Right, here is the code with the bug.
As you will see, the actual webpages contain four different document numbers (COM (2000) 862, COM (2000) 847, COM (2000) 844, COM (2000) 840) whereas the program always delivers the same one (COM (2000) 862), which is the one of the first webpage accessed.

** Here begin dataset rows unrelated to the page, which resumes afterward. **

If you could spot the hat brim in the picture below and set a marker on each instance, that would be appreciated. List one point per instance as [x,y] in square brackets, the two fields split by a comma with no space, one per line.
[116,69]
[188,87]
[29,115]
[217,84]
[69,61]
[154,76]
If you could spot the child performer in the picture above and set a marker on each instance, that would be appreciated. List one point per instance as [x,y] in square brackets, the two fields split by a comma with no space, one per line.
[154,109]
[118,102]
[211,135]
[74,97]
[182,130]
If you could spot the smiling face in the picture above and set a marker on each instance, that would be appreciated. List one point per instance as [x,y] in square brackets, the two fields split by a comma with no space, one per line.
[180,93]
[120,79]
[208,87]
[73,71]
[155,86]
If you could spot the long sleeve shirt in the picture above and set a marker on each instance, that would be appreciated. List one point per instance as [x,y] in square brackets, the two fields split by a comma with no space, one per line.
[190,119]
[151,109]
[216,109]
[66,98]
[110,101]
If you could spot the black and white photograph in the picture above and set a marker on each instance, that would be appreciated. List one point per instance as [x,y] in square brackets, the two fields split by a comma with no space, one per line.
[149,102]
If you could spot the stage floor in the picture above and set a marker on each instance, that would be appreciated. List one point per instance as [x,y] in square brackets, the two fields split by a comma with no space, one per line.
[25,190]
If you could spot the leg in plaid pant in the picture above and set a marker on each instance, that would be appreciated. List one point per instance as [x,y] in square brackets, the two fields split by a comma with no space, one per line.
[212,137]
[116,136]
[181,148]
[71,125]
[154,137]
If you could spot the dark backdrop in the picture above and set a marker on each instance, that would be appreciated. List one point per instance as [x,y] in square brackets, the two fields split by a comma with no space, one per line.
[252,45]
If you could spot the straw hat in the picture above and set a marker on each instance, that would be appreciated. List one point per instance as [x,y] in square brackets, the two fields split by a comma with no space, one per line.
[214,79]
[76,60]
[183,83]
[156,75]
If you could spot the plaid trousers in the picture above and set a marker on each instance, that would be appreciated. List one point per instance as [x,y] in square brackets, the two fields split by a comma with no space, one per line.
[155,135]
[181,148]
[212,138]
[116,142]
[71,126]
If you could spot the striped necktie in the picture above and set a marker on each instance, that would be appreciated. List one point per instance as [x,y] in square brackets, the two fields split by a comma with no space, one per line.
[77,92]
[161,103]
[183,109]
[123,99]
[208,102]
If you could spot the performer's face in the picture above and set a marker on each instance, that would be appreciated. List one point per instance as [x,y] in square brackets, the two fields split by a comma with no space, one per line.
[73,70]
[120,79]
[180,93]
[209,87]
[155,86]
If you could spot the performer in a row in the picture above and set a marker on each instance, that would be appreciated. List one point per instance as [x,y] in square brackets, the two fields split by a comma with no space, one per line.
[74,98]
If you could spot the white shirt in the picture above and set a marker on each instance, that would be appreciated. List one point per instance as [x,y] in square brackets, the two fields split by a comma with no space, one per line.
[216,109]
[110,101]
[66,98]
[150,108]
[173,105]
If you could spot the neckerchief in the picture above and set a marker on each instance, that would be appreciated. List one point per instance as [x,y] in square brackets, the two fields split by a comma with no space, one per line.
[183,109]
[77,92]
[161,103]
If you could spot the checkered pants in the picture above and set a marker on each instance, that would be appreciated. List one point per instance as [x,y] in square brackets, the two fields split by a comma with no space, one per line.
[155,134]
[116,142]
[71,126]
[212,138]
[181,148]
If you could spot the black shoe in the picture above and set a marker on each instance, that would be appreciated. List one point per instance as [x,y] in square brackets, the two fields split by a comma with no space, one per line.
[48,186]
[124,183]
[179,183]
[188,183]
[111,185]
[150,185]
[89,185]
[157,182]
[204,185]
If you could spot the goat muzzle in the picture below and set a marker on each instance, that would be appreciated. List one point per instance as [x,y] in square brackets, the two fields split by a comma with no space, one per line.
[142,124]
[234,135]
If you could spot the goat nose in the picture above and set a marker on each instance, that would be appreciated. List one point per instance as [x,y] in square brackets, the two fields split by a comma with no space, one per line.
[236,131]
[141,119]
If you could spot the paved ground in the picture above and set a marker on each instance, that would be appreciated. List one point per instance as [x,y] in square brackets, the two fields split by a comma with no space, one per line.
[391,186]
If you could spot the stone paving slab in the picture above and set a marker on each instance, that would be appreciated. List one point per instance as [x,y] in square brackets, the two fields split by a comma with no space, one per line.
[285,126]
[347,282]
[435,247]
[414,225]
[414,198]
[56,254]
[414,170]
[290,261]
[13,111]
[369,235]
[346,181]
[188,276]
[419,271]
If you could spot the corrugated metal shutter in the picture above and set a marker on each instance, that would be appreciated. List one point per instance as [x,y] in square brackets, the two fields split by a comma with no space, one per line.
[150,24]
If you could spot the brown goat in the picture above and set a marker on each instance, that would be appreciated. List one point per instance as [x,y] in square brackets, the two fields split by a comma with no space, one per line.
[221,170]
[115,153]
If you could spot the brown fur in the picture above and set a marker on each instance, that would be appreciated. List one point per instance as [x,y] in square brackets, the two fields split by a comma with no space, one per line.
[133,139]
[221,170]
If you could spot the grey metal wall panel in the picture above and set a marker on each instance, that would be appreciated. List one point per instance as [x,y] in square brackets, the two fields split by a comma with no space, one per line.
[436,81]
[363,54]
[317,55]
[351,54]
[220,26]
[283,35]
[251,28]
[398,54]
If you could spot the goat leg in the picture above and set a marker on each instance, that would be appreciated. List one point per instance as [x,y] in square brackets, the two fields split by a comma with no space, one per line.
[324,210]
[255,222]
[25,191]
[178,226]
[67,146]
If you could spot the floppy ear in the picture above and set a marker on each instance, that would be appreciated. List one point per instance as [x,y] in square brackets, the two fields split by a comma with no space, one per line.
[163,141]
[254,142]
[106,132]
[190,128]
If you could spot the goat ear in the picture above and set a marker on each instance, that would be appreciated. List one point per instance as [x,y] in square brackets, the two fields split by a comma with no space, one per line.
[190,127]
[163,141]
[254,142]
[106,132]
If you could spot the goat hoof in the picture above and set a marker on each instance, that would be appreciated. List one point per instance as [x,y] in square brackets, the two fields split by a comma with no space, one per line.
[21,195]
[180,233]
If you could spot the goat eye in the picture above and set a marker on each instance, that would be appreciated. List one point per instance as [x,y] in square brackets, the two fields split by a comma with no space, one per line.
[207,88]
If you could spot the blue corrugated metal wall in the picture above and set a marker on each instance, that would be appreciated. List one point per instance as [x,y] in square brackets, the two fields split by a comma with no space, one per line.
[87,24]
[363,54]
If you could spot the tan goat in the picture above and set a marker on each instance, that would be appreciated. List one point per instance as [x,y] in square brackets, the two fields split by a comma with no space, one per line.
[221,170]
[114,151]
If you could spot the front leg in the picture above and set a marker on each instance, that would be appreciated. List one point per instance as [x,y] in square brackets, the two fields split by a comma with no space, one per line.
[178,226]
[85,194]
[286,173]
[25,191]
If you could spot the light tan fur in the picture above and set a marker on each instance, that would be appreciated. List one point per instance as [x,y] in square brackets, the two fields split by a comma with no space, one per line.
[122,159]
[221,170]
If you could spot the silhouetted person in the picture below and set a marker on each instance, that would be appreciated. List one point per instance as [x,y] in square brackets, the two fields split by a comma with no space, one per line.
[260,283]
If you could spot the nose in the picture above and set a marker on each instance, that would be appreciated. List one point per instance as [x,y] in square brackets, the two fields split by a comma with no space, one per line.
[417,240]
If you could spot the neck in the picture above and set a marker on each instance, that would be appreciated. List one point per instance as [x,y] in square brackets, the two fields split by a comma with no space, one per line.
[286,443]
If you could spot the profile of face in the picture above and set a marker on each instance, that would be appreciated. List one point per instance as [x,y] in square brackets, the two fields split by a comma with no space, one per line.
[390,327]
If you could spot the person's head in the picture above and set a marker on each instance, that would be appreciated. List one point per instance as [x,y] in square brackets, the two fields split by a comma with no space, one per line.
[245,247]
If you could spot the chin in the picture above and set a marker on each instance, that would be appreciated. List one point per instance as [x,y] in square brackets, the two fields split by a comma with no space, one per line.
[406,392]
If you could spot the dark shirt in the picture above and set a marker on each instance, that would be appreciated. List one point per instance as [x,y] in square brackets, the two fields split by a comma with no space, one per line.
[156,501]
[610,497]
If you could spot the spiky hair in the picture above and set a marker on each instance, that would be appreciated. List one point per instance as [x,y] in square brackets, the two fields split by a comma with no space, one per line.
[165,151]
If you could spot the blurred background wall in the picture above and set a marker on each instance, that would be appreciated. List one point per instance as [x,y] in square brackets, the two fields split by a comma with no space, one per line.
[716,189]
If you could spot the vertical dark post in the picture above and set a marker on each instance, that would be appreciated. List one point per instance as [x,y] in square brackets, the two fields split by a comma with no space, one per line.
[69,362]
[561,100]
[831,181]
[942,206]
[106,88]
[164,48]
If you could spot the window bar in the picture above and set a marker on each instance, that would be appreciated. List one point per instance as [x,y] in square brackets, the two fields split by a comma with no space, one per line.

Presumably, this is due to an internal storage variable of the GET routine, which is appended and not replaced each time a new GET request is processed.
#! C:/programme/perl
use LWP::Simple;
use LWP::UserAgent;
use HTML::Stripper;
use warnings;
use strict;
our $stripper = HTML::Stripper->new( skip_cdata => 1, strip_ws => 1 );
our $ID;
our @ID=(161060, 160920, 160999, 160899);
our $count=1;
foreach $ID (@ID) {
my $content;
my $content_full;
my $url="http://europa.eu.int/prelex/detail_dossier_real.cfm?CL=en&Do
+sId="."$ID";
$content_full=" ";
$content_full=get($url);
$content=$stripper->strip_html($content_full);
our $i_type=index($content, " COM ");
our $d_type=substr($content, $i_type+1,3);
our $d_year=substr($content, $i_type+6,4);
our $d_number=substr($content, $i_type+12,3);
our $proposal="$d_type "."\($d_year\)"." $d_number";
print "Proposal\: $proposal \n";
open DB, ">> C:/programme/perl/test/prelex.dta"
or die "Problem: $!";
flock (DB, 2);
print DB "$proposal\n";
close DB;
}
|